Michigan's David Baas admits it took him a few starts to get comfortable with his new position. It's understandable. Baas, a fifth-year senior captain and longtime left guard, had never played center until asked to do so by coach Lloyd Carr a month ago.
ANN ARBOR - Michigan's David Baas admits it took him a few starts to get comfortable with his new position.
Baas, a fifth-year senior captain and longtime left guard, had never played center until asked to do so by coach Lloyd Carr a month ago.
Michigan was struggling to run the ball heading into its Big Ten opener and Carr figured moving Baas would give his team the best chance to be a dominant running team again.
It turns out Carr was right.
"David Baas has made all the difference in the world since he moved to center," freshman tailback Mike Hart said yesterday. "He has been opening up some huge holes for us to run through the last few weeks."
Baas (6-5, 323 pounds) wasn't thrilled with the idea of playing center when Carr first approached him - he had made 30 consecutive starts at left guard, was a two-time All-Big Ten first-team selection and a second-team All-American last season - but he knew it was best move for the team.
"I did what I had to do," Baas said. "I had a chance to be a three-time All-Big Ten pick and an All-American at guard, but I
couldn't worry about that. I had to make a move, a minor one at that, to help my team win, and that's what I did."
Baas will make his fifth consecutive start at center on Saturday when No. 13 Michigan plays at No. 12 Purdue. The defending Big Ten champion Wolverines are 4-0 and tied for first place with Wisconsin.
Once again, Baas will play a key role in the outcome.
"David Baas is an incredible offensive lineman," tight end Tyler Ecker said. "He could play anywhere - guard, center or tackle - and be great.
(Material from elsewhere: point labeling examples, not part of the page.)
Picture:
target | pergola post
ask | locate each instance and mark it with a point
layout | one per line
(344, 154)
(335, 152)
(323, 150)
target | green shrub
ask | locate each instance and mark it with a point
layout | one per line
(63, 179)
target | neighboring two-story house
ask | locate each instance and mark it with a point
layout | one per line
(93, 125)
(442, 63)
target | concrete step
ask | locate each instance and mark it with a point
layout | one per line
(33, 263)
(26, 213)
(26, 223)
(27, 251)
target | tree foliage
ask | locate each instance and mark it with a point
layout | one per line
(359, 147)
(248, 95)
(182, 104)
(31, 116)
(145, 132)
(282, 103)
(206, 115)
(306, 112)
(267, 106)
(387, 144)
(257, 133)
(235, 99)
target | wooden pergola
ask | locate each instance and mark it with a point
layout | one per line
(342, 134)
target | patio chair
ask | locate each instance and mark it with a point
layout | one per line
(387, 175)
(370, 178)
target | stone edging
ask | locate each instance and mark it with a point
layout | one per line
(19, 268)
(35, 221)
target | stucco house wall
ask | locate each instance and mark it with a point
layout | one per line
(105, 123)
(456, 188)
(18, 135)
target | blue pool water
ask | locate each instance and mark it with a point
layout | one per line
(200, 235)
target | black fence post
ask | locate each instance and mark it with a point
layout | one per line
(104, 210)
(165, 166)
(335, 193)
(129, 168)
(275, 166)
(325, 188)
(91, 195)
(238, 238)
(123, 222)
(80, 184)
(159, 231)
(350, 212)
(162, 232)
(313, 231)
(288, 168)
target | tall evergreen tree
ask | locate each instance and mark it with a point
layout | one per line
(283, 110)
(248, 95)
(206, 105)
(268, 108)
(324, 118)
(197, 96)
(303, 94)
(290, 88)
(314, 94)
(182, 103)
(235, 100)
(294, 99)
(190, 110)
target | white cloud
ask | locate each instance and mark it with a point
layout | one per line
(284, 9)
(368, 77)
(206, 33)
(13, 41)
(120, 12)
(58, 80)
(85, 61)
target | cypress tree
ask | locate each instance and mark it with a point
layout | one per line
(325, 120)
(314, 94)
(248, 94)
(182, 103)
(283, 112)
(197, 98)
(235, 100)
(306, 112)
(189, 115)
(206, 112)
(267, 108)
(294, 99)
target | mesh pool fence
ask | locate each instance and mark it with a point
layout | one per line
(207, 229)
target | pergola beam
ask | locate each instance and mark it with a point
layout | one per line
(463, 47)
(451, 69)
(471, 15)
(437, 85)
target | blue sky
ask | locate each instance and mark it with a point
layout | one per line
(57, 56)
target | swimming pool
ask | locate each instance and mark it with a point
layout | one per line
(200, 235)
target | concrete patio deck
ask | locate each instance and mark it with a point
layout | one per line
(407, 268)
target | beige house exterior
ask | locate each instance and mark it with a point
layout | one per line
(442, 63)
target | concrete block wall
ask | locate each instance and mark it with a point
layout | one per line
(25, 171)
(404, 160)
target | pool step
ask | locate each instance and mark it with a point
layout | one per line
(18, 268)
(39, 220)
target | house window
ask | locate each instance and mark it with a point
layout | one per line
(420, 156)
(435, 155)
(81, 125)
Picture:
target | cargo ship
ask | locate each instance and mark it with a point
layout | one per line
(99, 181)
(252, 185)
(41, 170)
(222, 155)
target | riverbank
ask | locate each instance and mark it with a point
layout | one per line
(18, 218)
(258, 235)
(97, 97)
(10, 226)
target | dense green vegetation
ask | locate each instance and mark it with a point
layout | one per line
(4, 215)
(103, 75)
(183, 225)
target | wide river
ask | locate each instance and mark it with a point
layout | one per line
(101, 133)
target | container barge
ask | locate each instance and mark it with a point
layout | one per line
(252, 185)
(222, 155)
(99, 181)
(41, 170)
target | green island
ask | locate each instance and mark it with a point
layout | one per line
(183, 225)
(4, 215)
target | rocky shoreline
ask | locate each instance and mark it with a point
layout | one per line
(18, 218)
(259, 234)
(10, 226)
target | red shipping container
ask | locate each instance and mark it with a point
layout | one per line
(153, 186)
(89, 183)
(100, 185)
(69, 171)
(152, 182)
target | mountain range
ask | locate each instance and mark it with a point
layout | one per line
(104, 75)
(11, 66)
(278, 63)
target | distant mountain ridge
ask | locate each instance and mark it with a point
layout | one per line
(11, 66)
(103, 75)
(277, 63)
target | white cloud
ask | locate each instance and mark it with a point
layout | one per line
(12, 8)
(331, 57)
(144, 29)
He's the powerhouse of our offensive line."
Hart entered the starting lineup a week after Baas moved to center, and he has put together games of 79 yards rushing against Indiana, 160 yards against Minnesota and 234 yards against Illinois.
And he has accounted for 473 of Michigan's 577 yards during that three-game stretch on 95 carries.
"I don't think there's any question that David Baas moving to center has really helped our line," Carr said.
The Wolverines have used four different line combinations in the first seven games, and only left tackle Adam Stenavich and right guard Matt Lentz have started all of them at the same position.
Baas, a preseason All-American as well as a candidate for the Outland Trophy and Lombardi Award, started the first three games at left guard before replacing Mark Bihl at center.
"I'm starting to enjoy playing center," said Baas, who is looking to become the 11th player in school history to earn All-Big Ten honors at least three times in his career. "The move really hasn't been that difficult. The same aspect of punishing people and being physical, that's still there.
"There's just a few things that are different from playing guard, like making the offensive line calls and making sure the ball is not on the ground when I snap it."
Hart, a freshman, is the second-leading rusher in Big Ten play behind Wisconsin's Anthony Davis, averaging 143.0 yards in four games. Hart ranks 20th nationally in rushing with 104.29 yards per game.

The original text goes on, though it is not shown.